Take your time, hurry up, the choice is yours to read about Nirvana’s iconic single Come As You Are…

Nirvana: The story of Come As You Are
Words:
Stevie Chick

Though its nagging hookline – ‘And I swear that I don’t have a gun’ – would take on a grim and perhaps unintended meaning in the years following Kurt Cobain’s suicide, the lyrics to Nirvana’s Come As You Are further demonstrate Kurt’s penchant for oblique but compelling wordplay. “We wanted them to be almost like children’s songs; we would tell people they were intended to be as simple as possible,” Dave Grohl told VH1’s Classic Albums, explaining the elliptical lyrics. “Kurt’s focus was the melody – he used to say that the music comes first and the lyrics come second.”
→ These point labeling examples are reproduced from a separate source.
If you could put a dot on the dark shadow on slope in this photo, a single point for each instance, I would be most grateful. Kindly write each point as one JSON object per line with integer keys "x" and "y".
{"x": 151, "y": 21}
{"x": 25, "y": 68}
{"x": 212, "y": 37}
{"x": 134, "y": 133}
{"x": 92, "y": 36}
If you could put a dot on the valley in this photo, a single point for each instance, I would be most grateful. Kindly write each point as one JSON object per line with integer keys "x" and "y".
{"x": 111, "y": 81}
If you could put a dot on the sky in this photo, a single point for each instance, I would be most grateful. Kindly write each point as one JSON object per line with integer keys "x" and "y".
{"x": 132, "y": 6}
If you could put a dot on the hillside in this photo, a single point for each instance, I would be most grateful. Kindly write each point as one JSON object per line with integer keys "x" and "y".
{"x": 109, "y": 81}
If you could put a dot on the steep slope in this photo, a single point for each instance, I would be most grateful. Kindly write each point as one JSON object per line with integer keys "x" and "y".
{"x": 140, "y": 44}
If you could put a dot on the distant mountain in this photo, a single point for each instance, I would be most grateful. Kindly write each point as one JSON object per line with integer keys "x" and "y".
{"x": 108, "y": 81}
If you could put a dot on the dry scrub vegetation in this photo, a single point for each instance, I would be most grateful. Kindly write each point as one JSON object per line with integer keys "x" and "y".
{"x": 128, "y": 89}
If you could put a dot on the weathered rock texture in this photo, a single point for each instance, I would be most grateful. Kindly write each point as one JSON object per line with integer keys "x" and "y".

The music for Come As You Are did indeed come first, and it has long been argued that the circuitous guitar riff that snakes throughout the track was inspired by Eighties, a 1984 single by black-hearted post-punk legends Killing Joke. The similarity between the tunes made Kurt anxious over plans to release Come As You Are as Nevermind’s second single, arguing they should opt for In Bloom instead.

“Kurt was nervous about Come As You Are, because it was too similar to a Killing Joke song,” Nirvana manager Danny Goldberg told author Carrie Borzillo, “but we all thought it was the better song to go with.” In fact, as the campaign for Nevermind began, the group’s management imagined Come As You Are had the most potential to cross over to mainstream audiences, not expecting that Smells Like Teen Spirit – planned as the first single, to awaken the interest of the faithful and the underground kids – would break through as it did.

Danny wryly admitted that Kurt “was right – Killing Joke later did complain about it”, though whether the group ever filed a plagiarism lawsuit remains a murky issue. But Killing Joke guitarist Geordie Walker was still fuming in 1994, telling Guitarist magazine that the group were “very pissed off about that”. He said, “It’s obvious to everyone. Our publisher sent their publisher a letter saying it was, and they went, ‘Boo, never heard of ya!’ But the hysterical thing about Nirvana saying they’d never heard of us was that they’d already sent us a Christmas card!”

Nirvana were indeed fans of Killing Joke, and rapprochement came some years later, after Dave Grohl met Killing Joke bassist Paul Raven backstage at a Pantera show. Killing Joke frontman Jaz Coleman later sang their song Requiem with Foo Fighters at a gig in New Zealand, and Dave laid down drum tracks for the group’s self-titled comeback album in 2003.

Come As You Are’s single release was accompanied by a promo video – shot two days before the group left for an Australian tour, while Kurt was attempting to kick heroin – that avoided showing his face. Dave Grohl later remembered the singer “looked bad, grey. He just looked sad, because he wasn’t using.”